Helm chart with redis fails due to 'failed to set key to value' #336

mrsheepuk · 2020-06-22T09:26:34Z

Describe the bug
Installing cloudinfo using the helm chart at 0.7.1 and the default version of the cloudinfo image (0.9.15) fails to create a working environment when enabling redis in the chart, as the scraper cannot write to it, logging errors like the below for every value it tries to write:

{"application":"cloudinfo","cistore":"redis","environment":"production","key":"/banzaicloud.com/cloudinfo/providers/google/regions/asia-northeast3/prices/n1-highcpu-2","level":"error","msg":"failed to set key to value","time":"2020-06-22T09:21:22Z","value":{"onDemandPrice":0.0909891416015625,"spotPrice":{}}}

Steps to reproduce the issue:
helm install cloudinftest banzaicloud-stable/cloudinfo -f ./cloudinfo-deploy.yml

... with the following values in cloudinfo-deploy.yml (including correct and valid google credentials):

providers:
  google:
    enabled: true
    credentials: **redacted**
store:
  redis:
    enabled: true

redis:
  enabled: true

  # TODO: support redis password
  usePassword: false
  cluster:
    enabled: false

Expected behavior
Scraper works as expected and posts values into redis for the application.

Screenshots
n/a

Additional context
Tested only with Google Cloud enabled at this time.

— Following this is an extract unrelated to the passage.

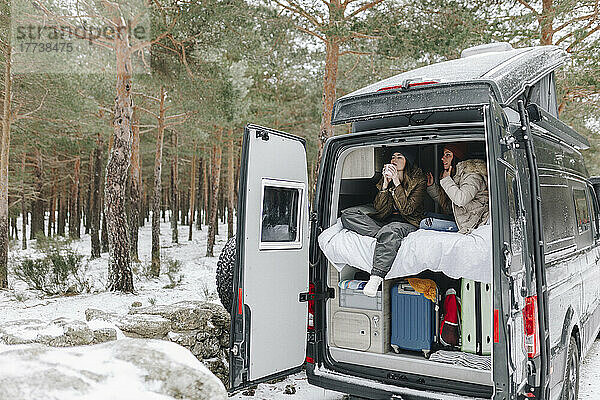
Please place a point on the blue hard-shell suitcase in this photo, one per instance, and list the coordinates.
(414, 319)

The text was updated successfully, but these errors were encountered:

mrsheepuk · 2020-06-22T09:49:37Z

I've tested this by additionally specifying the image tag 0.12.1:

image:
  tag: 0.12.1

... and it appears to work as expected, so it looks like this is specific to the default version in the current helm chart.

mrsheepuk · 2020-06-22T10:12:17Z

Sorry, the above comment isn't correct - I believed it was working with 0.12.1 but now I'm seeing the same behaviour, so it seems to be transient / timing related on start up.

Scaling the scraper deployment down to 0 and back to 1 after deploying seems to fix it consistently, so it might be related to #184

sagikazarmark · 2020-06-22T11:56:56Z

@mrsheepuk thanks for reporting.

It indeed looks like a timing issue, but I would assume that the scraper component recovers once it's able to connect to redis. Isn't it the case? Or does the helm install process fail entirely?

mrsheepuk · 2020-06-22T12:13:49Z

Thanks for responding @sagikazarmark - the helm install completes successfully, and the pods are all up and running as expected, it's just the errors that are logged which make it look like it's not working.

I'll double check whether it effectively recovers or not - I was basing this on what was logged, but it might be that it's not logging when it works so I'd assumed it wasn't working when in fact it's recovered correctly. I'll report back shortly after confirming this.

sagikazarmark · 2020-06-22T12:17:25Z

Well, I'm not completely sure TBH. The scraper will scrape the providers at a predefined interval (by default 24 hours), so chances are if the first scrape fails, but the pod doesn't exit, then it probably waits for the next cycle, which is not ideal.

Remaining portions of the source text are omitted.